西川善司 | 2013/05/05 03:19
ありがとうございます。

また、がんばって取材して行きます。

それと、いつも取材対応してくれる業界の方々に感謝です!
にゃんころもち | 2013/05/04 21:38
買わせていただきました。
とても勉強になる本です。
これを見て理解して実装できたシェーダが多々あります。
西川善司 | 2010/12/23 02:47
 お買い上げありがとうございます。

 オールカラーはコストに跳ね返り印税率にも響いていますが(一冊売れても最安値の牛丼も食べられませんw)、映像を語る立場である以上はカラーでないとダメだと思い、オールカラーを強く主張しました。

 値段は高めといわれていますが、この判型で発行部数の少ない(笑)技術系書籍で、オールカラー300ページでこの価格は手前味噌ながら頑張った方だとは思います。

 この点はインプレスジャパンの英断に感謝です。
kussy | 2010/12/23 02:31
最近ちょっと情報に疎い生活をしていて、先日偶然この本のことを知って速攻で近所の本屋さんで探したのですが売ってなくて(「ゲーム制作者になるための3Dグラフィックス技術」はありましたが)渋谷まで行って買ってきました。
確かに表紙だけ見るとその手の人とための本と勘違いされそうですw
あと、やっぱりオールカラーはいいですね。
「ゲームエンジン・アーキテクチャ」はモノクロなので、画面写真のキャプションで「グレアが...」って書いてあっても、「どこだよ!」って突っ込みを入れたくなります。
西川善司 | 2010/11/09 03:56
 マーケティング上がりではない、プログラマ上がりの岩田さんならではの説明だったと言えるでしょう。

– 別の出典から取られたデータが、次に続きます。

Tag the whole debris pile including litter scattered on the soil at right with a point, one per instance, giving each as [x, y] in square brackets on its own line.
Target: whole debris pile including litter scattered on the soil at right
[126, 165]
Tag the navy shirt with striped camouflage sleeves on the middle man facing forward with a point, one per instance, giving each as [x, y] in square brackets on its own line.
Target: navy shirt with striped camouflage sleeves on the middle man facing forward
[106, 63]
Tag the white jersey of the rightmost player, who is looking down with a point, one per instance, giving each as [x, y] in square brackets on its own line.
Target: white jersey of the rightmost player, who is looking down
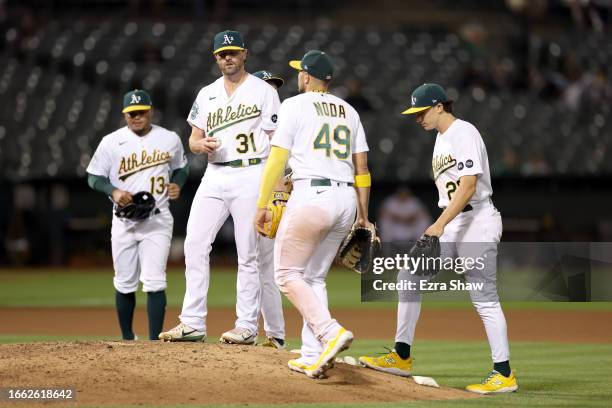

 それにしても「なぜTEGRAを採用しなかったんですか」という質問もぶつけてほしかったですね。

 ジェンスンは「全て噂だよ」と笑ってましたけど、NVIDIAがコンタクトを取ったことは間違いないようですし。
そら | 2010/11/08 23:06
「とろこで」なんだ?(笑)「ところで」ですね。
質問する方も質問する方ですが、即座に噛み砕いて答える岩田社長は凄いです。
私がなるほどと思ったのは、消費電力もさることながら「安定性能」に着目していたこと。
眼から鱗でした。
西川善司 | 2010/11/06 20:19
任天堂の質疑応答、見ました

これですね

http://www.nintendo.co.jp/ir/library/events/101029qa/03.html

誰が聞いたんだろう(笑)
そら | 2010/11/06 17:12
書店で見かけたら、その衝撃に笑っちゃいそうです。
とろこで、任天堂の10/29経営方針説明会の質疑応答で、3DSのPICA200の選択理由と、固定シェーダを選んだ理由という極めてマニアックな質問が出て、岩田社長、宮本専務、ハード部門の責任者である竹田氏が回答しています。なかなか聞けない話で面白かったです。